Ja, absolut! Jedes Kind hat das Recht auf gewaltfreie Erziehung. Ich hoffe, dass, wenn dies so gesetzlich verankert wird, die Hemmschwelle, Kindern Gewalt anzutun, höher und die Gesellschaft sensibler darauf wird. Gerade wenn es um psychische Gewalt geht, wie zum Beispiel Drohungen oder verbale Erniedrigung, ist bei vielen Menschen das Bewusstsein, dass es sich effektiv um Gewalt handelt, noch nicht so ausgereift.
Weshalb hast du einen Blog gegründet?
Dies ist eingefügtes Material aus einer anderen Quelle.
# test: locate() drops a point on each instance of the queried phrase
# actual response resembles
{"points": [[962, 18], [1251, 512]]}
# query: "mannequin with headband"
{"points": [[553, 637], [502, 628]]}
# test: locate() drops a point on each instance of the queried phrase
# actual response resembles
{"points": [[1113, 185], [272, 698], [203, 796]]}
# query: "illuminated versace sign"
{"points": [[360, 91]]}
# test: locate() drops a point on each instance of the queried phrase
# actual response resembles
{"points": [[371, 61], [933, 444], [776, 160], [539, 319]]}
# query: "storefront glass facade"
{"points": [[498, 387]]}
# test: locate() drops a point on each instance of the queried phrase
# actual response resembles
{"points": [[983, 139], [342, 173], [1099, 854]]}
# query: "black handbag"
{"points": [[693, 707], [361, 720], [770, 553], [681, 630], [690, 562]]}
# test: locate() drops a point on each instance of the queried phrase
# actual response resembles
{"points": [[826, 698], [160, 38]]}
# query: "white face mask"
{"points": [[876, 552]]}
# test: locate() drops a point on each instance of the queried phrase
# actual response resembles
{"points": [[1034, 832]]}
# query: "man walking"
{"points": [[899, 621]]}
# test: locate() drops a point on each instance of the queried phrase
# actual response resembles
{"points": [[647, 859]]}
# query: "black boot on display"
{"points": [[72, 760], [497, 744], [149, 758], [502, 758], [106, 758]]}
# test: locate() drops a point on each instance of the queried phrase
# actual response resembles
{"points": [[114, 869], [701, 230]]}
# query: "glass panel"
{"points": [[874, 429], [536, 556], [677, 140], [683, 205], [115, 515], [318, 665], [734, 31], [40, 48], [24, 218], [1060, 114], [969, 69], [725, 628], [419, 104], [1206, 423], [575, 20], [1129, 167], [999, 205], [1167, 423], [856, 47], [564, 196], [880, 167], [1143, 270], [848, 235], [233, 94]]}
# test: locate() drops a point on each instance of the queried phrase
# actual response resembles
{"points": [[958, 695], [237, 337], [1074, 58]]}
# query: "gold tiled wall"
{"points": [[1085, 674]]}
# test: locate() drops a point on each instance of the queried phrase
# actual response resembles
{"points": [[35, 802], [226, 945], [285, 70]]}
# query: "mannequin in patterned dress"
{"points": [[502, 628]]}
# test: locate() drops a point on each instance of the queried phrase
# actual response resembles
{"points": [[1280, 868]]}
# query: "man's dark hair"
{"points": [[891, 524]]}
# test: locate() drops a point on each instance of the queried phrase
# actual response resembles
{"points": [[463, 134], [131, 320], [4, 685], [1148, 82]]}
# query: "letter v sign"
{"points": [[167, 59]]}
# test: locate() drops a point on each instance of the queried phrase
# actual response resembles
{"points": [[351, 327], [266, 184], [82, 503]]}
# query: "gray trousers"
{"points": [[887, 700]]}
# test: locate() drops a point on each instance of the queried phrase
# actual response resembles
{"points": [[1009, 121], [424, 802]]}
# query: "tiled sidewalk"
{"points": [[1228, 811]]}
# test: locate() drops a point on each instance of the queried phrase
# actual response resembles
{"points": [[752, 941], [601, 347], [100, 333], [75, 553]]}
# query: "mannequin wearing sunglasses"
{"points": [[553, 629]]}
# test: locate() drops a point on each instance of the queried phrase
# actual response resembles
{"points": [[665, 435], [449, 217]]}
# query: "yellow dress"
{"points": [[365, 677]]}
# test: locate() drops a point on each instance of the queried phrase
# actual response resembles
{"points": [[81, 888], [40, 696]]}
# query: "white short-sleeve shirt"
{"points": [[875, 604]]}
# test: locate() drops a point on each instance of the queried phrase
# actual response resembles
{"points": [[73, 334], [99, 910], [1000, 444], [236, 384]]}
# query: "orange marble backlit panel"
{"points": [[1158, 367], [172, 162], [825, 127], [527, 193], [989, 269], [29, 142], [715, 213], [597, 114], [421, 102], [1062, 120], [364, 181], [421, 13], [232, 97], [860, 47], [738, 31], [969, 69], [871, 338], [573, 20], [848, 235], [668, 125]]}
Welche Rolle spielt dein Blog?
Wie oben bereits erwähnt, habe ich mit der Rückkehr in die Kita gemerkt, dass ich mein Wissen und meine Erfahrungen gerne an möglichst viele Eltern weitergeben möchte. Da Schreiben seit meiner Kindheit meine grosse, wenn auch lange eine eher geheime Leidenschaft war, entschloss ich mich zu einem Blog. Auf der einen Seite wollte ich anderen Eltern zeigen, wie sie ihrem Familienalltag mit mehr Gelassenheit begegnen können und warum es so wichtig ist, unseren Kindern und ihren Fähigkeiten zu vertrauen. Andererseits habe ich mit dem Bloggen angefangen, um mein eigenes Selbstvertrauen zu stärken, meine Komfortzone zu verlassen und mit jedem veröffentlichten Beitrag meine selbstgesetzten Grenzen ein wenig zu erweitern. Heute ist der Blog zu einem wichtigen Medium geworden, um auf meine Kurse aufmerksam zu machen und interessierten Eltern einen ersten Einblick in die Thematik «gewaltfreie Erziehung» zu verschaffen.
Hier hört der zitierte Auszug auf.